Lionel Weicker
Senior Data Scientist Expert
Generate an interactive 360° view of an object
360 degrees views are increasingly popular nowadays, utilized to create panoramic photos or virtual reality experiences just by rotating the device around while holding the position fixed.
In this article, we propose a different approach which consists in capturing a video while moving around a fixed object. As an example, for this blogpost, we consider rotating around a person, but the same process can be applied to any object.
To be more precise, the objective is to create a centered, stabilized, and interactive 360° view of the person using minimal device equipment, i.e. just a smartphone to capture the video and a computer to process it.
We describe hereafter our approach to this challenge, what issues have been encountered and how they have been dealt with.
Workflow
Here is the workflow we followed to reach the objective:
It is decomposed in three parts:
- create a mobile application to record a video with sensor data associated to each frame
- use the sensor data to:
- detect when one full rotation around the person has been completed
- adjust the inclination/tilt of each frame
- process each frame of the video. Specifically, we sequentially:
- locate the person on each frame using deeplearning techniques
- apply a zoom to have same person height, then center the frame on the person
- crop each image to remove unnecessary parts of the original frame
- interpolate frames to have a better user experience when interacting with the 360° view.
Mobile Application
We developed a mobile application for Android to capture videos and collect sensor data associated to each frame.

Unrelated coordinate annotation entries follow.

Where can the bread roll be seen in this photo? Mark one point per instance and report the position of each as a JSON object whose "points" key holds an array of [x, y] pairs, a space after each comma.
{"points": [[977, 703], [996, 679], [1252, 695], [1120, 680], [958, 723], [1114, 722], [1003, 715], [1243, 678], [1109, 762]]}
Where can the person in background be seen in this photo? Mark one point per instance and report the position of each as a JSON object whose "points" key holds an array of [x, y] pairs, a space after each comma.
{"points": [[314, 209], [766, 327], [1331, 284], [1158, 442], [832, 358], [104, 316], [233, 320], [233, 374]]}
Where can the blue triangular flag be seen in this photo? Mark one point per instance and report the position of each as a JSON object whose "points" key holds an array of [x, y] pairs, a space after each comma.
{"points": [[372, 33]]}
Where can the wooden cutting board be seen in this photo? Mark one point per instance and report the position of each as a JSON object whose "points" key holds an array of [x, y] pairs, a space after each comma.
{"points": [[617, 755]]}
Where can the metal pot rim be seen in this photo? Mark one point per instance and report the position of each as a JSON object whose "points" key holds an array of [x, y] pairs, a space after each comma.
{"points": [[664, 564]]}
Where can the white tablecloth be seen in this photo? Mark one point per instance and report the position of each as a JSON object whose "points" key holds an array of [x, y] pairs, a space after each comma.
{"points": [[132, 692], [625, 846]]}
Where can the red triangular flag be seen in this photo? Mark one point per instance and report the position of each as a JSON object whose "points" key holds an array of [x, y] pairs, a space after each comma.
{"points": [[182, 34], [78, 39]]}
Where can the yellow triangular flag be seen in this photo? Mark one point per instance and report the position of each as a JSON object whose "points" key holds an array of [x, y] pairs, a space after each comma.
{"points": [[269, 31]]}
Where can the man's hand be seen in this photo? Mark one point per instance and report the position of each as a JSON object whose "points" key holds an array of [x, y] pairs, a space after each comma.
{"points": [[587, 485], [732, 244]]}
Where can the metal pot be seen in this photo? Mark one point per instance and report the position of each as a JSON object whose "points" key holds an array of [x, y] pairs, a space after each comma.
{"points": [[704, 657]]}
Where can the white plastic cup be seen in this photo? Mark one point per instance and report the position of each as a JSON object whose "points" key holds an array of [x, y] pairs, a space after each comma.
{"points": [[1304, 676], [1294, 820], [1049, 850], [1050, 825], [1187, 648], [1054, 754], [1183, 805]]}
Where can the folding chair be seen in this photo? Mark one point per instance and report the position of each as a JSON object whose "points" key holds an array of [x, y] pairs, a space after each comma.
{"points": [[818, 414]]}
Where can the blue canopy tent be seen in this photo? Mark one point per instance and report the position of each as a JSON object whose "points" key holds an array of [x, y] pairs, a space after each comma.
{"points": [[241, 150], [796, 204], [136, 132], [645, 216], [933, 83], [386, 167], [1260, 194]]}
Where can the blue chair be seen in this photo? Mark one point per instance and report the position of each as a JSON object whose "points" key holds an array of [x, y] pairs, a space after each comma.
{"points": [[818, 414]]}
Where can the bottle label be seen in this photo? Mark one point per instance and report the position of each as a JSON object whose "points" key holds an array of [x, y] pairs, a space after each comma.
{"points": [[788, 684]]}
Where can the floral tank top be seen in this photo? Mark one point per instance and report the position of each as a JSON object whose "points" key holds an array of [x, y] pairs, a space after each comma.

Different sensor data are available on modern smartphones. For the purpose of this project, we only take advantage of the magnetometer and accelerometer sensors. Those sensors have data following the 3 axes represented in the following figure:
The values of the three angles can be retrieved using Android SDK. For the following, we only take advantage of two axes:
-
X-axis, which corresponds to the relative position of the person who captures the video: it is used to know when a full rotation around the person being filmed is completed
-
Z-axis, which represents the inclination of the smartphone with respect to the horizontal axis: it is used to correct the inclination of each frame.
Here is an example of video taken with our Android App:
This video is composed of approximately 1250 frames. The sensor data associated to each frame are included in the video as metadata and are called ‘Acceleration’ and ‘Attitude’ for x- and z-axis, respectively ( Video metadata can be accessed using some tools like exiftool )
Figure a) represents the sensor data recorded for the X-axis as function of the frame ID of the video. Overall, the sensor data for the X-axis vary between -180° and +180°, which is the expected result since the data correspond to the relative position around the fixed person. An absolute variation of 360° corresponds to a full rotation. Note that if we captured the video by rotating around the person in the other direction, we would have observed increasing curves instead of decreasing ones. Finally, we observe that small noises are present because of inevitable oscillations of the person holding the device.
Figure b) shows the sensor data recorded for the Z-axis as function of the frame ID of the video. We observe noisy data oscillating around -181°. The perfect case would have been -180° for Z-axis value at each frame, i.e. no variation of the inclination of the smartphone.
Now that we have sensor data and an understanding of them, we can apply transformations to the video.
Video transformations
Transformations using sensor data
X-axis
The transformations of the X-axis sensor data are represented in the figures b) and c) whereas a) corresponds to raw data:
Firstly, we need to modify the sensor data to only have increasing variation of the angle starting from 0 to facilitate the next transformation and avoid dealing with discontinued data.
Secondly, we observe that the data in Figure a) are subject to noise due to sensors being not perfect and coming with errors in precision. To smooth/remove undesirable noises, we apply a moving average. After some tests, we observed that a good compromise is obtained with a moving average over 30 frames. The results of the first and second process are shown in Figure b).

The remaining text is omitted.